When I see something priced obviously too high even if I'm not interested I look at it like this...
Yes it's ridiculous but it's not my item to sell and it's up to the seller to set the asking price.
Budda nailed it perfectly... and if someone comes along and pays too high a price then maybe they should have researched it for 5 minutes on google before pulling the trigger. Either way when I'm selling or trading I look at local and international market pricing and aim to have a fair price.
If I'm interested I'll make an offer that's right for me regardless of the asking price as it never hurts to try.


----------



## mhammer (Nov 30, 2007)

On a couple of occasions, I've contacted kijiji sellers and referred them to pricing benchmarks, accompanied by an expression of interest that they be able to have better luck finding a buyer. My goal is not to portray them as stupid or gouging, but just to help someone who is trying to move an item move it sooner. F'rinstance, the Line 6 M5 has all their individual modeller pedals built in, and sells for $150. So when someone tries to sell a MM4 modulation modeller for $200, I may let them know they're up against a cheaper version of the same thing, and consider adjusting their price.

Admittedly, sometimes people do ask inflated prices, and admittedly, often sellers use the highest selling price they've ever seen as their benchmark, and buyers use the lowest one they've ever seen as_ their_ benchmark. Both are generally unreasonable because the one has probably taken advantage of the desperation or underinformedness of the other.

Sometimes people have no idea of the actual market value of something.


----------



## Budda (May 29, 2007)

My favourites include sellerd posting the price after tax, or assuming $50-$100 less than new on a high-end item is a good deal.


----------



## Jamdog (Mar 9, 2016)

There's this guy who post up one ad every second day for his same six guitars and one amp on kijiji Montréal. 
He won't post pics, but a video of the gear (not even in play)
He won't post a price, but ask interested people to email him. 

Can't wait for him to realize he's losing his time. 

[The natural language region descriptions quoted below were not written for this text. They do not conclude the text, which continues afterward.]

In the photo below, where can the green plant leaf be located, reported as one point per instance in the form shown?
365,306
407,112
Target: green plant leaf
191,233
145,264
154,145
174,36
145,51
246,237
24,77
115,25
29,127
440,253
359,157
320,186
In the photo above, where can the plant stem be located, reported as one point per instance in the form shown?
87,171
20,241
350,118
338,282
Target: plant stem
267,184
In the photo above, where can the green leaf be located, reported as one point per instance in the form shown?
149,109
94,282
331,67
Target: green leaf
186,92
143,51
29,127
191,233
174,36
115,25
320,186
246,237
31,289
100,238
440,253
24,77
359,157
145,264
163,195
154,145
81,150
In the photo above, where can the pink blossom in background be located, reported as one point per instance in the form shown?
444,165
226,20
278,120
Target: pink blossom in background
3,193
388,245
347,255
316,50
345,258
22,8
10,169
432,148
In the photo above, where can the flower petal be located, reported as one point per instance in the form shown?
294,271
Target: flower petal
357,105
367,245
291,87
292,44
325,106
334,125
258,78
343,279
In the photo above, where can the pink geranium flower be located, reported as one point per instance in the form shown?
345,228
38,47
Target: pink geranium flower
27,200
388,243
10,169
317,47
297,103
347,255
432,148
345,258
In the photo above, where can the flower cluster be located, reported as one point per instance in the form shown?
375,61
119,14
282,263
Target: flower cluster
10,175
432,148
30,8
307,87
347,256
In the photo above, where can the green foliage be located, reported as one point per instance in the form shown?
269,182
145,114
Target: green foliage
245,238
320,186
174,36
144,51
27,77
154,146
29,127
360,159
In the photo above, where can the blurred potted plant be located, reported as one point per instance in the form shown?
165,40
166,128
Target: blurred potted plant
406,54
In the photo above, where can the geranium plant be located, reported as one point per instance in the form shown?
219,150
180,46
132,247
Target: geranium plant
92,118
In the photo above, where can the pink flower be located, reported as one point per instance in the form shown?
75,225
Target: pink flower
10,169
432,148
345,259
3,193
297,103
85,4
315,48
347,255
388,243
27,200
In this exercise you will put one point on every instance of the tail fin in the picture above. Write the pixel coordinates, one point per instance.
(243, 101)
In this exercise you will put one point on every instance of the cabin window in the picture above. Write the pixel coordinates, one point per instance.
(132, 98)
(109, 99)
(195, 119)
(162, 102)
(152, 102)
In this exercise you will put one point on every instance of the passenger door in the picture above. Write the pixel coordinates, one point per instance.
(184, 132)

There's also this overpriced vantage VS-600 that trigger my auto-search on "matsumoku" on a daily basis. I mean, if it's overpriced, will it sell more if the ad is less than 20h old? 
There used to be one for MMK-45 pickups for about the price of any guitar that ever had some, that stopped being reposted every day. I guess dumbo learnt that they won't sell that high and just stopped.


----------



## WCGill (Mar 27, 2009)

About a year ago when gearing up to build my stereo triode mono blocks I found a nice pair of output transformers on Canuck Audio Mart. The seller was asking $450 for the pair plus shipping so I offered $450 including shipping or $425 plus. He's next province over so I thought freight wouldn't be horribly expensive. He seemed to take offence to my offer and said it was lowball and he'd get much more on eBay. Since they were a little more than I needed I had some custom-wound by Electra Print in Las Vegas for about the same money. I see that he's recently relisted this iron.

Peerless by Magnequest S-258-A push-pull output transformers


----------



## Dr.StephanHeimer (May 1, 2006)

jdto said:


> If I intend to buy, I will definitely offer an opinion on the price. I'm happy to find a deal, but I also don't mind paying a fair price for something. Some Kijiji sellers are overly ambitious with their asking prices.


By overly ambitious do you mean completely out of touch with reality? /S


----------



## jdto (Sep 30, 2015)

Dr.StephanHeimer said:


> By overly ambitious do you mean completely out of touch with reality? /S


Pretty much.


----------



## cheezyridr (Jun 8, 2009)

Budda said:


> My favourites include sellerd posting the price after tax, or assuming $50-$100 less than new on a high-end item is a good deal.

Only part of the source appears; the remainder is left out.